Stanford Students Deploy Deep Learning with Planet Imagery

As Planet’s Education and Research Community continues to grow, students are increasingly working with Planet imagery in college courses. At Stanford University, several students recently utilized Planet imagery in Computer Science 230: Deep Learning.

Ian Avery Bick, Dennis Wang and Ben Mullet examined deforestation near Kibale National Park in Southern Uganda, an incredibly diverse tropical forest, and home to a large Chimpanzee population.

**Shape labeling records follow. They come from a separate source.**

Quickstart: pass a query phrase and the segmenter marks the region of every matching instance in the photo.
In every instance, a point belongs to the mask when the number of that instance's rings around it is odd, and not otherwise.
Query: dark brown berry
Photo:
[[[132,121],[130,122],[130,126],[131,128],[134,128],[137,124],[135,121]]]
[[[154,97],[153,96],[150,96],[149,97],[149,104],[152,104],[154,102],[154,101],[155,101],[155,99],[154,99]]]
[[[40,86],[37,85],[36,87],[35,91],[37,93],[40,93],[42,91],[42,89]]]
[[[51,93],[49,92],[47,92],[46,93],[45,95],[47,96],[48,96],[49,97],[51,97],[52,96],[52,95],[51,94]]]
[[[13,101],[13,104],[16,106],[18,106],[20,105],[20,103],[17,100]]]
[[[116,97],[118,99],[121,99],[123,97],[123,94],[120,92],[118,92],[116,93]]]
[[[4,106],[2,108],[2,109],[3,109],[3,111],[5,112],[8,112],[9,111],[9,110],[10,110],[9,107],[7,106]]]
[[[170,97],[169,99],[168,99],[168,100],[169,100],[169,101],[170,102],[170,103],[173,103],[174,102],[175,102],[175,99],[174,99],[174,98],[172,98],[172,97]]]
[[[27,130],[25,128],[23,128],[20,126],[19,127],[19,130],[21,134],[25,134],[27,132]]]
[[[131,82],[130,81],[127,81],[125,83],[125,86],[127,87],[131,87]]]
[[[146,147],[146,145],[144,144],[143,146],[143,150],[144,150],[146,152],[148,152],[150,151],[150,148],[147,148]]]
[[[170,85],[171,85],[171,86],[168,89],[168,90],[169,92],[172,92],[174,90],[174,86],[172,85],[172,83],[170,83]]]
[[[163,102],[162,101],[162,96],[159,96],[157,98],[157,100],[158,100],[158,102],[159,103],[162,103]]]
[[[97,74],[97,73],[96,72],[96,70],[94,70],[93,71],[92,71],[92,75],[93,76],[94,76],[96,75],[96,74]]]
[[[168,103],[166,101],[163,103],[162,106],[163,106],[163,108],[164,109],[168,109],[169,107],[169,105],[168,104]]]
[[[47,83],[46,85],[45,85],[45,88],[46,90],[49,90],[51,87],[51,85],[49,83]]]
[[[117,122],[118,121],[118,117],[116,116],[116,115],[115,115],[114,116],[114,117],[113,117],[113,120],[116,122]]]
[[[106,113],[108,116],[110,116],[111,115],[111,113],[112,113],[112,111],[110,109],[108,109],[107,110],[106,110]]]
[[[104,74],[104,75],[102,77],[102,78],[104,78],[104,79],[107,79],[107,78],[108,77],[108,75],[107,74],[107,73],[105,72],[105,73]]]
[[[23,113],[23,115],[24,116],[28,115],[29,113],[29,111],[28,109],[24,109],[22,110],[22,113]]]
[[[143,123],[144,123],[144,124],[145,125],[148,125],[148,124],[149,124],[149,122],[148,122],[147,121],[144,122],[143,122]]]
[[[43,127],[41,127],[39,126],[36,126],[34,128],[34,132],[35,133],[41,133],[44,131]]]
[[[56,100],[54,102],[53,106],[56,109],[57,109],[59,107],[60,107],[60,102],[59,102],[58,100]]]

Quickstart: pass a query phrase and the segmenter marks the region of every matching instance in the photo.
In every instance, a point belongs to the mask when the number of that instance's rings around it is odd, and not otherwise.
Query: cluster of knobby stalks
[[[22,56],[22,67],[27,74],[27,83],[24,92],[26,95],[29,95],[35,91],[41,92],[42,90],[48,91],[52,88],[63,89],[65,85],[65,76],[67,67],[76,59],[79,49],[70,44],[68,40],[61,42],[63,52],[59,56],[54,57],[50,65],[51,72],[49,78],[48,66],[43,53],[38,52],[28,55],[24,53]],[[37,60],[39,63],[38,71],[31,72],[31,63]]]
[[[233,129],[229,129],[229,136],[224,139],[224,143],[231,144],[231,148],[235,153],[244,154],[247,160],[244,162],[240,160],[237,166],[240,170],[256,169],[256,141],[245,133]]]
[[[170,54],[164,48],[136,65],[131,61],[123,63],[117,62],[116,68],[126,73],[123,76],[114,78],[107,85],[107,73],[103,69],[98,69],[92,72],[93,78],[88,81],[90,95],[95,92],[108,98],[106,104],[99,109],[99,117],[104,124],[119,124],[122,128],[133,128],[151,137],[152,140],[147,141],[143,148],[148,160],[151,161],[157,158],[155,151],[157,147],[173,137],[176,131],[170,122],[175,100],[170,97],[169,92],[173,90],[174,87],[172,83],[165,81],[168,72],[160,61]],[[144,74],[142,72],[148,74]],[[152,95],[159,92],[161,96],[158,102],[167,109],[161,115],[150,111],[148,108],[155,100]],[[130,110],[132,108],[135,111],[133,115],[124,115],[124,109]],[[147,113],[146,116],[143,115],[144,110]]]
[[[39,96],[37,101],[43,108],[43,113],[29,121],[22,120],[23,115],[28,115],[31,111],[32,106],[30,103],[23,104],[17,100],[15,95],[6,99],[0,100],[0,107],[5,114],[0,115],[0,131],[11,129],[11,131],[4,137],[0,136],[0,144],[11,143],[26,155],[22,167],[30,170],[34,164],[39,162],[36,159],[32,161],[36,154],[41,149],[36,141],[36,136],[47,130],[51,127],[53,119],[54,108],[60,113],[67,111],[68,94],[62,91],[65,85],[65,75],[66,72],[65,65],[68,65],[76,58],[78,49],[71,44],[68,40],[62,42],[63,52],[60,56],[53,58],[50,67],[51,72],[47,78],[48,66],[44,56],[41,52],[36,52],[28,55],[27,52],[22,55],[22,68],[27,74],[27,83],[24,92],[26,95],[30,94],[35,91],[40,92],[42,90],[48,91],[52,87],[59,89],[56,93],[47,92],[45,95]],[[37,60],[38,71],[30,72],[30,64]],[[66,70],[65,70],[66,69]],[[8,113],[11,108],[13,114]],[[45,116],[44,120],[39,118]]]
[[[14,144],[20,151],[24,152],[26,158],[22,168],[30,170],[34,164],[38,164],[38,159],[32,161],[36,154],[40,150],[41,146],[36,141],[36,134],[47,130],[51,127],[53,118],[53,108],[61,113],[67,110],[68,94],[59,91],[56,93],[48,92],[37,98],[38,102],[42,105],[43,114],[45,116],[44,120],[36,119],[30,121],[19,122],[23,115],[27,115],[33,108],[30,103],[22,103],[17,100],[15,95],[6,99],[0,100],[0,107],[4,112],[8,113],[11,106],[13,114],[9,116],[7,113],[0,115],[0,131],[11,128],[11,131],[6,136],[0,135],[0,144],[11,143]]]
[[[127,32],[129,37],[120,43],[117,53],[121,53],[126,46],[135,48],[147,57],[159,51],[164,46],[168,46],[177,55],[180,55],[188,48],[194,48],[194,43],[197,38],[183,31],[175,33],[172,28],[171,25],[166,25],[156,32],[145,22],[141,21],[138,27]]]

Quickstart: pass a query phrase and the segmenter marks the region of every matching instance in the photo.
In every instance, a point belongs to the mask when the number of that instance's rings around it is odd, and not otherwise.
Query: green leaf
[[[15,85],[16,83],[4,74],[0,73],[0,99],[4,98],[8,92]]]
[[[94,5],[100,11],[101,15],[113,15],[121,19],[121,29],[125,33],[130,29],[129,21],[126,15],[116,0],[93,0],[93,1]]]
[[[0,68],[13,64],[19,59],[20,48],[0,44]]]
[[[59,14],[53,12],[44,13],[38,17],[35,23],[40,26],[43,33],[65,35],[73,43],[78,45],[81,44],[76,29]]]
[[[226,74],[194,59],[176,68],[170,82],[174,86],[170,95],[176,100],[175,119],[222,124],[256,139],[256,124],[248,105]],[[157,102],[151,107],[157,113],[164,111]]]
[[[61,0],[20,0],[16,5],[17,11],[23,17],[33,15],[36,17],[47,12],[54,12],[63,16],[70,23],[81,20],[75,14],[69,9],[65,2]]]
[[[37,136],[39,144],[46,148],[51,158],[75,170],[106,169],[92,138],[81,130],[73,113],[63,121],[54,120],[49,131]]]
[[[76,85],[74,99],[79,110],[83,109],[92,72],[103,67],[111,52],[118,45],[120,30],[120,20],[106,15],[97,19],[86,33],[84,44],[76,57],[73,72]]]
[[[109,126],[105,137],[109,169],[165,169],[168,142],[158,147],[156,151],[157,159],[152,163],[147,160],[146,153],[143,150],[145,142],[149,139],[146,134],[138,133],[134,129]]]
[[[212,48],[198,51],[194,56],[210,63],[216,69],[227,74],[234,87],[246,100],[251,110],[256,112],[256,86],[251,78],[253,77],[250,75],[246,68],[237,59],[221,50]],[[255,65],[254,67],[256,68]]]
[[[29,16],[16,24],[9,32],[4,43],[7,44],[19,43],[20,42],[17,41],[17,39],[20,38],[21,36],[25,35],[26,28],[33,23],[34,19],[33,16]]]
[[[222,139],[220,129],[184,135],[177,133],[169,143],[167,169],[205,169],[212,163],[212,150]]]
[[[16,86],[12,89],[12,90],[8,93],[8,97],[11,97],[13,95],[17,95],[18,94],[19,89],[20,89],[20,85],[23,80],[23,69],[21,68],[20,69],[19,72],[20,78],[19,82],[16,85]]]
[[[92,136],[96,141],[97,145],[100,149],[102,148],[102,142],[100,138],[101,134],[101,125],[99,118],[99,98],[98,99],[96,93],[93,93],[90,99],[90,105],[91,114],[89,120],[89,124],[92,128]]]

Ian and team used the “U-Net” algorithm, originally devised for biomedical image segmentation, to separate forest patches from surrounding non-forest habitat, producing a binary classification. They subsequently expanded their effort to parse forest density across multiple classes. Read their final report here.

Zac Espinosa, Ben Gaiarin and Michael Vobejda explored Schistosomiasis risk in the Senegal River Basin. Schistosomes are parasitic flatworms that affects approximately a quarter of a million people each year, with thousands of fatalities. Schistosome larva infect freshwater snails, and the habitat of these snails may be investigated from space.

Zac and team used a branching convolutional network to map floating and emergent vegetation along the Senegal River in order to produce maps of disease risk. Read their final report here.

If you or your students are interested in working with Planet data in coursework, join our Education and Research Community!

The “U-Net” architecture, a convolutional network developed for medical imaging by Ronneberger et al., moves through different pixel resolutions to generate a segmentation. The approach was deployed by Ian Avery Block and his CS230 team at Stanford to map forest loss near Kibale National Park, Uganda.